2. Run the command line below to export the trained model
and save the exported model to the ``openvino`` folder.

.. code-block::

  (otx) ...$ otx export

  2023-03-24 15:03:35,993 - mmdeploy - INFO - Export PyTorch model to ONNX: /tmp/OTX-task-ffw8llin/openvino.onnx.
  2023-03-24 15:03:44,450 - mmdeploy - INFO - Args for Model Optimizer: mo --input_model="/tmp/OTX-task-ffw8llin/openvino.onnx" --output_dir="/tmp/OTX-task-ffw8llin/" --output="bboxes,labels" --input="input" --input_shape="[1, 3, 32, 256, 256]" --mean_values="[123.675, 116.28, 103.53]" --scale_values="[58.395, 57.12, 57.375]" --source_layout=bctwh
  2023-03-24 15:03:46,707 - mmdeploy - INFO - [ INFO ] The model was converted to IR v11, the latest model format that corresponds to the source DL framework input/output format.
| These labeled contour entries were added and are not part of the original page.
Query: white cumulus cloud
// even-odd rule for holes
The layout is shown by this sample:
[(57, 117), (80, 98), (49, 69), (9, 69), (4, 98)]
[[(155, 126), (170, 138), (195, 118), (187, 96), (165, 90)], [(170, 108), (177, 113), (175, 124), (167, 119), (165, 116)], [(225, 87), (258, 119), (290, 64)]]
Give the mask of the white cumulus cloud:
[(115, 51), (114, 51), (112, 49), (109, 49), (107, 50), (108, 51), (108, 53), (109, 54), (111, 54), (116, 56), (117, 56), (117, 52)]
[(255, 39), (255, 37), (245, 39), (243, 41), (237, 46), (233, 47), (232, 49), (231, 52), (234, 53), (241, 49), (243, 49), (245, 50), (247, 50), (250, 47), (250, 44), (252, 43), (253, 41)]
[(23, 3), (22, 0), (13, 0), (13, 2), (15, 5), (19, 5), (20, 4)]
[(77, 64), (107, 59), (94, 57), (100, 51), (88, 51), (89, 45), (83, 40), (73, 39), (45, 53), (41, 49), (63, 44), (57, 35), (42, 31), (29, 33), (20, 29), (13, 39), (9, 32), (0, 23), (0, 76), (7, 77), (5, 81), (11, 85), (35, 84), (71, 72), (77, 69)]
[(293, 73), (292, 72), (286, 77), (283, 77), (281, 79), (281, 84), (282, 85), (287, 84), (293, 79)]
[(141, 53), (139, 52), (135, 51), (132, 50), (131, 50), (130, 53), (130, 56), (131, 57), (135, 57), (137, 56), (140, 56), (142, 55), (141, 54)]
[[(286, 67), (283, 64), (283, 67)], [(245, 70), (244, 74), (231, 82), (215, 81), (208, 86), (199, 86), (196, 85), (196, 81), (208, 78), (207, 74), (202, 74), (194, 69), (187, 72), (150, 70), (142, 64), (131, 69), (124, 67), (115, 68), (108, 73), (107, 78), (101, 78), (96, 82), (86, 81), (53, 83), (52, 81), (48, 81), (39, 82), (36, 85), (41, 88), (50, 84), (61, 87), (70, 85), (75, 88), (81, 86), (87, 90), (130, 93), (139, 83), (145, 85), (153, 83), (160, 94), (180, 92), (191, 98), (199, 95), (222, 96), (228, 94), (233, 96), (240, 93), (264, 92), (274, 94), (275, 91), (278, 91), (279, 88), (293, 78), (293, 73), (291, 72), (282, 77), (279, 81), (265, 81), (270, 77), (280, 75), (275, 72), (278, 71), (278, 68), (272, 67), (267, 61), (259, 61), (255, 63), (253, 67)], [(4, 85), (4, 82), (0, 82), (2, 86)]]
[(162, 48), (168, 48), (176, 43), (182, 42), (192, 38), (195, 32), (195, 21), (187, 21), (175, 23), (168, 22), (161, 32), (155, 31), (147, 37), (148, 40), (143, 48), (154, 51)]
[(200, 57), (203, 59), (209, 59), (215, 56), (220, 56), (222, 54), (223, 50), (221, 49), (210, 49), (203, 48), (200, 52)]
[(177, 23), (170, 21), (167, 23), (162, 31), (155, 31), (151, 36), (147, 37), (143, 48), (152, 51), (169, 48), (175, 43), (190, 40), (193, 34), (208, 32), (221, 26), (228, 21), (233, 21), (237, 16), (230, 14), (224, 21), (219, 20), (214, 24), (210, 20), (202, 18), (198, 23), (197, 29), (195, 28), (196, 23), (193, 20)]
While IR v11 is backwards compatible with OpenVINO Inference Engine API v1.0, please use API v2.0 (as of 2022.1) to take advantage of the latest improvements in IR v11.
  Find more information about API v2.0 and IR v11 at https://docs.openvino.ai/latest/openvino_2_0_transition_guide.html
  [ SUCCESS ] Generated IR version 11 model.
  [ SUCCESS ] XML file: /tmp/OTX-task-ffw8llin/openvino.xml
  [ SUCCESS ] BIN file: /tmp/OTX-task-ffw8llin/openvino.bin

2023-03-24 15:03:46,707 - mmdeploy - INFO - Successfully exported OpenVINO model: /tmp/OTX-task-ffw8llin/openvino.xml
2023-03-24 15:03:46,756 - mmaction - INFO - Exporting completed


3. Check the accuracy of the IR model and the consistency between the exported model and the PyTorch model,
using ``otx eval`` and passing the IR model path to the ``--load-weights`` parameter.

.. code-block::

  (otx) ...$ otx eval --test-data-roots ../data/JHMDB_5%/test \
                      --load-weights model-exported/openvino.xml \
                      --save-performance model-exported/performance.json

  ...

  Performance(score: 0.47351524879614754, dashboard: (3 metric groups))


*************
Optimization
*************

1. You can further optimize the model with ``otx optimize``.
Currently, only PTQ is supported for action detection. NNCF will be supported in near future.

The optimized model will be quantized to ``INT8`` format.
Refer to :doc:`optimization explanation <../../../explanation/additional_features/models_optimization>` section for more details on model optimization.

2. Example command for optimizing
OpenVINO™ model (.xml) with OpenVINO™ PTQ.

.. code-block::

  (otx) ...$ otx optimize --load-weights openvino/openvino.xml \
                          --save-model-to ptq_model

  ...

  [*] Update data configuration file to: data.yaml
  Statistics collection: 100%|██████████████████████████████████████████████████████████████████████████████████████████████████████████████████████████████████████████████████████████████████████████████| 300/300 [04:16<00:00,  1.17it/s]Biases correction: 100%|██████████████████████████████████████████████████████████████████████████████████████████████████████████████████████████████████████████████████████████████████████████████████| 168/168 [00:15<00:00, 10.63it/s][>>>>>>>>>>>>>>>>>>>>>>>>>>>>>>>>>>>>>>>>>>>>>>>>>>] 1572/1572, 7.3 task/s, elapsed: 216s, ETA:     0s
  Performance(score: 0.4621155288822204, dashboard: (1 metric groups))

Keep in mind that PTQ will take some time (generally less than NNCF optimization) without logging to optimize the model.

3. Now, you have fully trained, optimized and exported an
efficient model representation ready-to-use action detection model.